I use credit card sign-up bonuses and the loyalty programs for the major hotel conglomerates, including InterContinental Hotel Group (IHG) Priority Club; Hyatt Gold Passport; Hilton HHonors; Club Carlson; and Starwood Preferred Guest. I like the Hotels.com Welcome Rewards program, which effectively yields a discount of nearly 10%.
These programs have regular redemption rules, and the credit card sign-up bonuses can often yield several nights upfront. Aside from that though, procuring discounts can be rare. I look out for program promotions by having most of my Twitter feed spew travel-related messages.
Several months ago, Hotels.com released a limited number of coupons for discounts of $30-$50. There was a cap on the number of times the code could be used, maybe 20,000 total by the Internet population. I quickly booked many reservations in one-night durations to maximize usage of the coupon code.
On Cyber Monday, December 1, Expedia’s promotion was for a cool $100 off of any booking made with a Visa credit card.
In late August, InterContinental Hotel Group’s Priority Club launched a promotion called “Into the Nights.” Among the travel-hacking community, there were complaints about the individually targeted offers and severe technical snafus. The technical mishaps got cleared. The carrot of the “Into the Nights” promotion was that the account-holder would receive two free nights at any InterContinental Hotel Group property in the world, with no restriction to actual market price. The most expensive IHG property is the InterContinental Thalasso-Spa Bora Bora, where rates for the least-expensive room can approach $1300 per night! The Reward Nights expire within one year.

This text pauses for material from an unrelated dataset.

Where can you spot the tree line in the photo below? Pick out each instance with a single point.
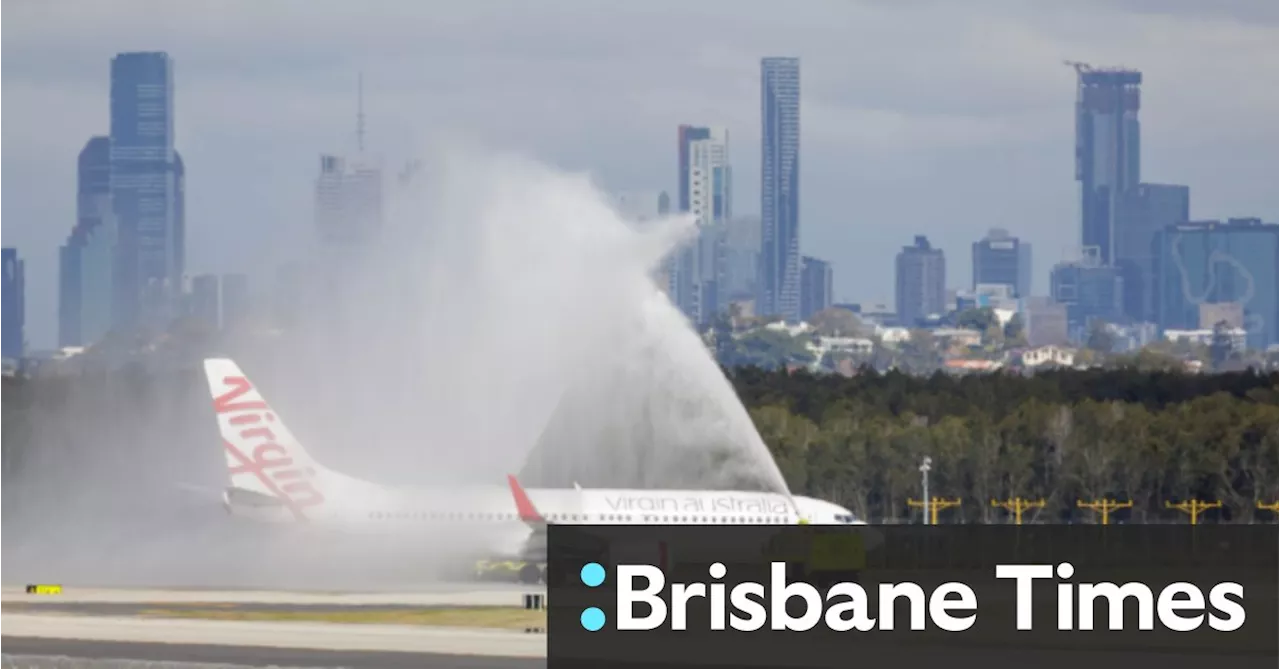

One would obtain the carrot by completing four of five given “offers.” For many loyal IHG business travelers, their hurdles to earn the two free nights seemed laughably difficult or not worth pursuing, such as staying 30 nights. I have only made a few recent IHG stays, all in Manhattan and via Reward Nights. My offer was as follows:
Note how each offer also accumulates points, in addition to the normal points from making a paid stay. My promotion was incredibly juicy. Specifically, I would be offered 36,000 points to stay in my local EVEN Hotel in Rockville, Maryland. I actually fulfilled this requirement by making the $115 reservation, checking into the hotel, and never even looking at the room!
I noticed that I could knock out four of the five offers by staying in as few as a total of two nights, which is exactly what I did. When I stayed in the EVEN Hotel, I booked it for a Saturday with a Bonus Points breakfast package. I booked another Saturday night in Barcelona, and I cleared all the requirements. I needed hotel nights in Barcelona anyway, so I basically paid only $115 for two Reward Night certificates and 46,100 points, which have a value of more than $300. That’s how you build travel equity.
IHG is running another promotion similar to its “Into the Nights” one called “Set Your Sights.” I would not advise taking extra effort to accrue promotion bonuses, but if you are traveling for leisure or business anyway, then it may make sense. Unfortunately, I am probably not going to participate in this promotion because one of the terms I would have to fulfill is booking at a Holiday Inn Club Vacation property. Those hotels are located only in the United States, and the terms dictate that I have to check in physically.